Now, that perception has changed, leaving Mexicans wondering if there is any institution in the country left untouched by corruption.

Although no mayor has publicly admitted to participating in the payoffs themselves, local media citing anonymous officials with knowledge of the meetings have alleged that at least eight city leaders were solicited for bribes. Celaya Mayor Ismael Perez Ordaz didn't use the word "moche," but rather told his staff he needed to inflate the numbers to resolve "a political issue."

It's the kind of scheme associated with all aspects of Mexican life, employed by everyone from police to drug traffickers to extract unofficial fees from every day citizens. In this case, elected officials are demanding the extortions, with the implication that public funding will be cut off to cities that don't cooperate — shocking even those most jaded who are used to paying bribes even to get utility hookups.

President Enrique Pena Nieto, in office for nearly a year and a half, has pledged that his administration will not tolerate the corrupt practices that took place at all levels of government in the past. The moches investigation is the first of his term to focus on elected officials, although most named in the scandal so far belong to the National Action Party, or PAN, the rival party to Pena Nieto's Institutional Revolutionary Party, or PRI.

The PRI, which ruled uninterrupted for 71 years until losing the presidency in 2000, is considered to have written the manual on coercion and corruption.

"Corruption was the oil that lubricated all the gears of the Mexican political system for decades," said Jose Fernandez Santillian, a political scientist at the Monterrey Institute of Technology, adding that Mexico's 2001 transition to democracy, with a free press and largely independent judiciary, opened more opportunities for corruption to be exposed. "Scandals are a democratic reaction against corruption."

Celaya Mayor Perez Ordaz has confirmed the authenticity of the recording. He has said he did nothing illegal, despite having been solicited for a bribe.

Speaking on condition of anonymity, a series of municipal officials have told local newspapers that the much of the scheme was coordinated by Villarreal, the PAN's coordinator in the lower house of Congress.

Villarreal, who declined a request for an interview, has publicly denied any involvement. So far, prosecutors have not moved past the stage of asking mayors or other city officials to come forward with information. Prosecutors say they are looking at the possibility of filing charges of bribery, which carries a maximum sentence of 14 years in prison. They have not said whether any mayors have provided evidence.

Two mayors told the AP that the moches scheme was common knowledge, but denied that they themselves had participated.

Botello, the head of the Mexican association of mayors, said that four or five mayors had told her about being pressured to participate in the scheme, although she denied having been approached herself, and declined to say who had been. No mayor, she said, wanted to name the legislators who had approached them to demand a kickback.

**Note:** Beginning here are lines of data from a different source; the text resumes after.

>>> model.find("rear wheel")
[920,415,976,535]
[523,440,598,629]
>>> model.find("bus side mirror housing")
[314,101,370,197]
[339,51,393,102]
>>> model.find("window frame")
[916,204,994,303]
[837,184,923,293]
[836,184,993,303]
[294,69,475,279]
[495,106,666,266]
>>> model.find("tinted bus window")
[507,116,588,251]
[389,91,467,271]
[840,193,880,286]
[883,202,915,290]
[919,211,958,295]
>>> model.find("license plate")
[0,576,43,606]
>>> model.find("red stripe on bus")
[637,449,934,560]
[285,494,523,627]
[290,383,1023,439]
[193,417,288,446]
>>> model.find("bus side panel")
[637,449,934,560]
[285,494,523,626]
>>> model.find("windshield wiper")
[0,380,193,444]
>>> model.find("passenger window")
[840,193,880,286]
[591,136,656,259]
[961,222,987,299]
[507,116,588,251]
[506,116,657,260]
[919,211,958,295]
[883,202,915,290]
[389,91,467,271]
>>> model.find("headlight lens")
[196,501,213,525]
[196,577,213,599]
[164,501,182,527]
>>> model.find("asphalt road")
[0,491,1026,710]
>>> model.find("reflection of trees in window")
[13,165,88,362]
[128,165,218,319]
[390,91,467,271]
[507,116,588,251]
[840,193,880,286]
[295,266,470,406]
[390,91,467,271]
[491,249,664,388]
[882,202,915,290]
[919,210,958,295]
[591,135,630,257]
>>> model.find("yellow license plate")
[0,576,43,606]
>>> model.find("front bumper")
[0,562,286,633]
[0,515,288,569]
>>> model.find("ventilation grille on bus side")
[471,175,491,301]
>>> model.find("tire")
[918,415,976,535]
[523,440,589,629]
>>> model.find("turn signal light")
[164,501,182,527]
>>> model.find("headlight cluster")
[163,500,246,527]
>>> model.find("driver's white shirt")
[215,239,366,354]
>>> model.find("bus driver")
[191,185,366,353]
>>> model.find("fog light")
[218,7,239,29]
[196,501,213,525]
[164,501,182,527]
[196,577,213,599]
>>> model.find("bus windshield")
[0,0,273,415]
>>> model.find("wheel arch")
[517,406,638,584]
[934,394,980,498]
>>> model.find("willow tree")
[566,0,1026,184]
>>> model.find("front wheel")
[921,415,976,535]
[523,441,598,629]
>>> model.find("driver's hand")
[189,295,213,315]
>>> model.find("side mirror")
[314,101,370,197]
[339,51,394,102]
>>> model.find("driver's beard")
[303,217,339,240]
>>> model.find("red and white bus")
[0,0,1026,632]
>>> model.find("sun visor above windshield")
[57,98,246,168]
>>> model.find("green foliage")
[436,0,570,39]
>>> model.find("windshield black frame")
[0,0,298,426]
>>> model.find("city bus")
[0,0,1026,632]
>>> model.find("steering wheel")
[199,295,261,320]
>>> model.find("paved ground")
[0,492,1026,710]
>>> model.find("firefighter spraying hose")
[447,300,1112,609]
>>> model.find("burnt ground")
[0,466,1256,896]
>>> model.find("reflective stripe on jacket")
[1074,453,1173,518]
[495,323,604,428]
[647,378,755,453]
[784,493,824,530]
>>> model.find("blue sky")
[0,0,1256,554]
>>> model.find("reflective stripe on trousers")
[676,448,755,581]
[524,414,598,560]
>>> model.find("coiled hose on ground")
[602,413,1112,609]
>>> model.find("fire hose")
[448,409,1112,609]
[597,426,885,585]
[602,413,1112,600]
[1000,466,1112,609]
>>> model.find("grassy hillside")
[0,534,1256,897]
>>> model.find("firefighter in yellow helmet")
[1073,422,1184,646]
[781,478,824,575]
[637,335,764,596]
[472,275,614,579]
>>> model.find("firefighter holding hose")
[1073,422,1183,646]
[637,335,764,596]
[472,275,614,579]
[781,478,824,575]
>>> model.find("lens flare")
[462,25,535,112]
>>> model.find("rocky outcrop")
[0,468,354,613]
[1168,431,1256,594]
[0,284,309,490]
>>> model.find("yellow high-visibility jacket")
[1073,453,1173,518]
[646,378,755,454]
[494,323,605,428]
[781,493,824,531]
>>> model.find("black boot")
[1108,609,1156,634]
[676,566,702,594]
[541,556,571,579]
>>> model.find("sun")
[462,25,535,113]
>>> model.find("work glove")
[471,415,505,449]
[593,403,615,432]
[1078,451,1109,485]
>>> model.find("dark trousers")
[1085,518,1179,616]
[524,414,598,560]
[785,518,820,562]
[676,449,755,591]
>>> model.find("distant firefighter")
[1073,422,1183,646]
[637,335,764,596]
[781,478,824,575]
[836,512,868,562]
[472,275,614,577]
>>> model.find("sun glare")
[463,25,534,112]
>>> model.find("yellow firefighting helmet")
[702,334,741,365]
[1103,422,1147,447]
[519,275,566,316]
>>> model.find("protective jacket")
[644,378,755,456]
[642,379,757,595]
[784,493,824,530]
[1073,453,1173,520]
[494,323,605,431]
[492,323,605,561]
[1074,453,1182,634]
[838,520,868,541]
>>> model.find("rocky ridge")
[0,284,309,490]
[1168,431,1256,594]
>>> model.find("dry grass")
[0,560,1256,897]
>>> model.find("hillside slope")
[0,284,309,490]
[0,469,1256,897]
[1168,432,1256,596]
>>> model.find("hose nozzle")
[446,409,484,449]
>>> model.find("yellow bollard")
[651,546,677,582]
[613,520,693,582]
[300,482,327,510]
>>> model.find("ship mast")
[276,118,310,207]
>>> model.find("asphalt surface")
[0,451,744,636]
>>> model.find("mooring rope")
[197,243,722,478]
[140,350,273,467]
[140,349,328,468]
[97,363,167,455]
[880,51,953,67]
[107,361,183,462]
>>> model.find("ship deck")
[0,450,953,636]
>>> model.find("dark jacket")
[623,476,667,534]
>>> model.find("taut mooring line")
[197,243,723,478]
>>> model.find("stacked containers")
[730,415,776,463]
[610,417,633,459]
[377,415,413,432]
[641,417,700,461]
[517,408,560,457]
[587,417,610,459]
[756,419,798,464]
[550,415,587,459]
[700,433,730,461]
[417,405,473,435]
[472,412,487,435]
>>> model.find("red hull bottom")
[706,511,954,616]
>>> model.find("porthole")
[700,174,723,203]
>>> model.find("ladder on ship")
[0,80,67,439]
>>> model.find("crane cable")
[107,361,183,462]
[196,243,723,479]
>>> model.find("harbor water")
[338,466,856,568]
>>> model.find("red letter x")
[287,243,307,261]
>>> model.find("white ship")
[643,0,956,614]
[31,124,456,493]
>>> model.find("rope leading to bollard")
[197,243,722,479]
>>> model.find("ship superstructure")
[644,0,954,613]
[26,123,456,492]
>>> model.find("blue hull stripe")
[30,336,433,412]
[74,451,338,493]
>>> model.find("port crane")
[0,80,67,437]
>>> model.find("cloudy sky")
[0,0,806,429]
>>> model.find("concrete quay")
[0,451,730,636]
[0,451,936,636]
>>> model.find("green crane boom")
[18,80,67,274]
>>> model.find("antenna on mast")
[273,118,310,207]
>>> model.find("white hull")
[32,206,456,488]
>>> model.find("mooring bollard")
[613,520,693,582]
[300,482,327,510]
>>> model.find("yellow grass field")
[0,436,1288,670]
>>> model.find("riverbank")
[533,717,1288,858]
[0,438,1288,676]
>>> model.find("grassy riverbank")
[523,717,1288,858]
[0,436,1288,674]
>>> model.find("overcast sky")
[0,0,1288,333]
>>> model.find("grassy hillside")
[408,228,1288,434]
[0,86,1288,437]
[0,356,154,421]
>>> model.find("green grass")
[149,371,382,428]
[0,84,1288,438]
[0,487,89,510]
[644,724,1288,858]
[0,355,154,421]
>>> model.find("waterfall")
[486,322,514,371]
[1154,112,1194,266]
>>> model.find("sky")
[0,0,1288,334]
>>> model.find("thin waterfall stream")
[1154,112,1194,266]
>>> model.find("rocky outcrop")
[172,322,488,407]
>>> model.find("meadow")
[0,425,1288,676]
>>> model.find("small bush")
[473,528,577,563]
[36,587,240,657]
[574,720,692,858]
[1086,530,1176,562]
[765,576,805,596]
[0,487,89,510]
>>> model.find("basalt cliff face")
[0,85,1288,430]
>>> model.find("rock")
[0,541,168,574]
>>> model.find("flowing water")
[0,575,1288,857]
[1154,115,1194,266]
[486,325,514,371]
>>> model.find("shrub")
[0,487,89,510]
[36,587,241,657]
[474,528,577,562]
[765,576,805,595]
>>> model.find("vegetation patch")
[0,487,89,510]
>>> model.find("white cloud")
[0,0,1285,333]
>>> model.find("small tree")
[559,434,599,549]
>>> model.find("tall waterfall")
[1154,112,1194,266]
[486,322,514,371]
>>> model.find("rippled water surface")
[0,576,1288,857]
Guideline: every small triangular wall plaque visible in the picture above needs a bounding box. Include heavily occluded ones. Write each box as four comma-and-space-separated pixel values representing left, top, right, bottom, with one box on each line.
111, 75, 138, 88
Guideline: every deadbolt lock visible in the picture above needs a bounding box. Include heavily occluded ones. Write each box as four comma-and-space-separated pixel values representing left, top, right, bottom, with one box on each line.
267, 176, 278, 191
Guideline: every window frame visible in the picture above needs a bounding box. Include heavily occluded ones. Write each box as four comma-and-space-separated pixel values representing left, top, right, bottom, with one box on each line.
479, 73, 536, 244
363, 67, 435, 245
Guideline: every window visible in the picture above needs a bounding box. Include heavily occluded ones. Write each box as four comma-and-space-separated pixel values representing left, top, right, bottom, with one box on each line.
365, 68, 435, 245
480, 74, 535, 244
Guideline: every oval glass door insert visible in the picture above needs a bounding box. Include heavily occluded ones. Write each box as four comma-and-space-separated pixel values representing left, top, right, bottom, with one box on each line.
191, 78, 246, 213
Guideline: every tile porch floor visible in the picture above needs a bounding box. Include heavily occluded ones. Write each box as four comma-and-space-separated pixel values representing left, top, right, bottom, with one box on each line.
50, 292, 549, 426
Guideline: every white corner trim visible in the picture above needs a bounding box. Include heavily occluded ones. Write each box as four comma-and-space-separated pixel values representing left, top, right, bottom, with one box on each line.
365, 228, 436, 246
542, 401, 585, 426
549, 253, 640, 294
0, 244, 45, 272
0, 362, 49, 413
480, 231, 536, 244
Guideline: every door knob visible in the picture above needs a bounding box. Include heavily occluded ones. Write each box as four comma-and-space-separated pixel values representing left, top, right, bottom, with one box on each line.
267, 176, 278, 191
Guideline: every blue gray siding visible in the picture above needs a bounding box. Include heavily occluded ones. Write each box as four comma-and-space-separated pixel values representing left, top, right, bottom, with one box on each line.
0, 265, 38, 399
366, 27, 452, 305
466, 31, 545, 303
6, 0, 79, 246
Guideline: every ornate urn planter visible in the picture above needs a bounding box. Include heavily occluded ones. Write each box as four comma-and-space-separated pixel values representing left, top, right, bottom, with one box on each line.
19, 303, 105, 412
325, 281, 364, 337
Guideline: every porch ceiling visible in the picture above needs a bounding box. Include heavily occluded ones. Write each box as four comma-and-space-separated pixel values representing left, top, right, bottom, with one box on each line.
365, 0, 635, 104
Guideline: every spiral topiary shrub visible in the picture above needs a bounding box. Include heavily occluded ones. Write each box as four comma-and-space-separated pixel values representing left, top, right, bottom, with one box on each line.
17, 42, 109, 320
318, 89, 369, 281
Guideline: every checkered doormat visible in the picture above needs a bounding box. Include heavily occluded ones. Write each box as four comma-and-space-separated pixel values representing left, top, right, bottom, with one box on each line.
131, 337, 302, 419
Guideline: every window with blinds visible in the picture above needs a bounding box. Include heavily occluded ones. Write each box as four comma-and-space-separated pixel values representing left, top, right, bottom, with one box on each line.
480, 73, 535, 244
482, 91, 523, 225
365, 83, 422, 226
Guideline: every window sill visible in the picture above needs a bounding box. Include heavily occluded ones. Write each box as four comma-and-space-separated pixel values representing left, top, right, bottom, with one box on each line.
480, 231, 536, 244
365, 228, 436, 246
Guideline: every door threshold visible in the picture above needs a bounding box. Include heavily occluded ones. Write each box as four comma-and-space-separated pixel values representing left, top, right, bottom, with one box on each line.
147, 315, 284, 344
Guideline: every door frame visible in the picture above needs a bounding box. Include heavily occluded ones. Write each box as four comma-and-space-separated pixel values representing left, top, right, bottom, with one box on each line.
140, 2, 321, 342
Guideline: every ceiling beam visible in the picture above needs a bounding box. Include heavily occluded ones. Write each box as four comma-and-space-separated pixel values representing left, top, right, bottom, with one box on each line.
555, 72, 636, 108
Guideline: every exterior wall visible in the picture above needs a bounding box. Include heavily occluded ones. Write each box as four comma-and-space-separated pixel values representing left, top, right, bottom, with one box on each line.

"Many are afraid of reprisals, of their federal funding going down," she said.

Reforma and the newspaper AM reported in March that three mayors, including Javier Luevano Nunez of Calvillo in the north-central state of Aguascalientes, had been approached by Villarreal and asked to provide kickbacks in exchange for federal funding. The newspapers cited anonymous sources with direct knowledge of the meetings.

Luevano told the AP that he had heard of about the moches but called them "a phantom." He said he obtained $7.6 million in federal funds this year — three-quarters of the city's 2014 budget — simply by asking Congress. There was no other deal.

"I've never seen it," he said of such bribes.